お母さんが亡くなったのは、ぼくが中学2年生のときでしたよね。
それまで育ててくれてほんとうにありがとうございました。
ぼくはお父さんの顔を知りません。
それをきずかって、いっしょうけんめいぼくが悲しい思いをしないように、影になり、ひなたになり、守ってくれました。
ぼくが、小学校のときに、おなかがすいて食べたパンの包み紙をゴミばこで見つけた時には、どうしたのと聞いてくれました。
コンビニで買ったといったら、ウソつきはドロボウのはじまりだ、としかってくれました。ウチがどんなにビンボウでもまっとうに生きなさいと導いていただきました。
あの時は、よくわかりませんでしたが、40才になった今思うと、お母さんは大切なことをいっていたとジッカンしています。そのおかげで今日まで悪いことをしなくてすみました。

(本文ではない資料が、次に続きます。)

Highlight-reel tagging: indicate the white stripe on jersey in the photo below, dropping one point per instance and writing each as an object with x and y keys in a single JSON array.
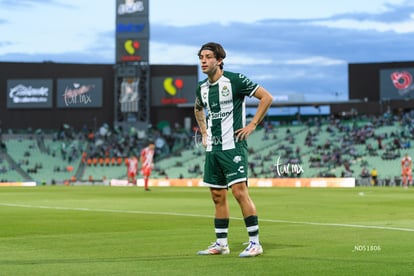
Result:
[{"x": 226, "y": 105}]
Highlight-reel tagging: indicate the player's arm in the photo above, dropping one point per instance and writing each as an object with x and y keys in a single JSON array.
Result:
[
  {"x": 265, "y": 100},
  {"x": 201, "y": 120}
]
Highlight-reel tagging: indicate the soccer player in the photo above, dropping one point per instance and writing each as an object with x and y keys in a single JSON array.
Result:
[
  {"x": 132, "y": 169},
  {"x": 147, "y": 163},
  {"x": 224, "y": 133},
  {"x": 406, "y": 170}
]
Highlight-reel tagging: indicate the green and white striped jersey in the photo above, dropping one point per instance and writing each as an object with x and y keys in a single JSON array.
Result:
[{"x": 226, "y": 110}]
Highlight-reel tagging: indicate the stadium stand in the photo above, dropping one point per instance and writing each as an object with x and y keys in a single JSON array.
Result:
[{"x": 316, "y": 148}]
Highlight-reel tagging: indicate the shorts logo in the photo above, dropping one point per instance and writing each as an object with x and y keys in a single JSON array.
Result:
[{"x": 237, "y": 159}]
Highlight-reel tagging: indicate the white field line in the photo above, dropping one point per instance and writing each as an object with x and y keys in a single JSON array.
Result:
[{"x": 207, "y": 216}]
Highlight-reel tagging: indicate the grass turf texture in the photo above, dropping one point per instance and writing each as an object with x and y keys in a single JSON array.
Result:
[{"x": 126, "y": 231}]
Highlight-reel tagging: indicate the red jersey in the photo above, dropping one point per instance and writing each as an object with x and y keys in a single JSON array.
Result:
[
  {"x": 147, "y": 155},
  {"x": 406, "y": 164},
  {"x": 132, "y": 165}
]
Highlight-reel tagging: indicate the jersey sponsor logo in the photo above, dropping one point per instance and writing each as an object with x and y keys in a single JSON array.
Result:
[{"x": 226, "y": 102}]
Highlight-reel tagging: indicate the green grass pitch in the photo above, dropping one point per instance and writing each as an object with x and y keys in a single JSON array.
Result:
[{"x": 127, "y": 231}]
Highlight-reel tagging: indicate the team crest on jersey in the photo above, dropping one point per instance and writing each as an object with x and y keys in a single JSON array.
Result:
[
  {"x": 237, "y": 159},
  {"x": 225, "y": 91}
]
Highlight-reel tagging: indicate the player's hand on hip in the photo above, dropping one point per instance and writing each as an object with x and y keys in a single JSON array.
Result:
[{"x": 243, "y": 133}]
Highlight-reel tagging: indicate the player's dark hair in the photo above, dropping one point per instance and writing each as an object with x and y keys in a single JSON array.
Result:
[{"x": 217, "y": 49}]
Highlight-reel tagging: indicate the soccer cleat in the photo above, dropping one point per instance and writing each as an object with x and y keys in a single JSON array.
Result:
[
  {"x": 252, "y": 250},
  {"x": 215, "y": 249}
]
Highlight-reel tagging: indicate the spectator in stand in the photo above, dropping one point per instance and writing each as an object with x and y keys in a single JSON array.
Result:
[{"x": 406, "y": 170}]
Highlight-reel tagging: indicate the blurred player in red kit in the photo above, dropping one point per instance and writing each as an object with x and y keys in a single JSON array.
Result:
[
  {"x": 132, "y": 169},
  {"x": 147, "y": 162},
  {"x": 406, "y": 170}
]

お母さんのソンザイは涙がでるほどうれしいです。
お母さんは、朝からバンまで休みなく働いて私を育ててくれました。
タイヘンだったんでしょうね、自分は今、工場でいろいろな木工製品を作っていて、働いてお金をカセぐのが、どれだけタイヘンな事か身にシミています。
ほんとうは、働かなくてもいいのですが、ここの先生にムリを言って働かせてもらっています。
そして、カセいだお金をぼくのような、ビンボウなこどもたちに送ってもらっています。
こんなことができるのもお母さんのシドウのおかげです。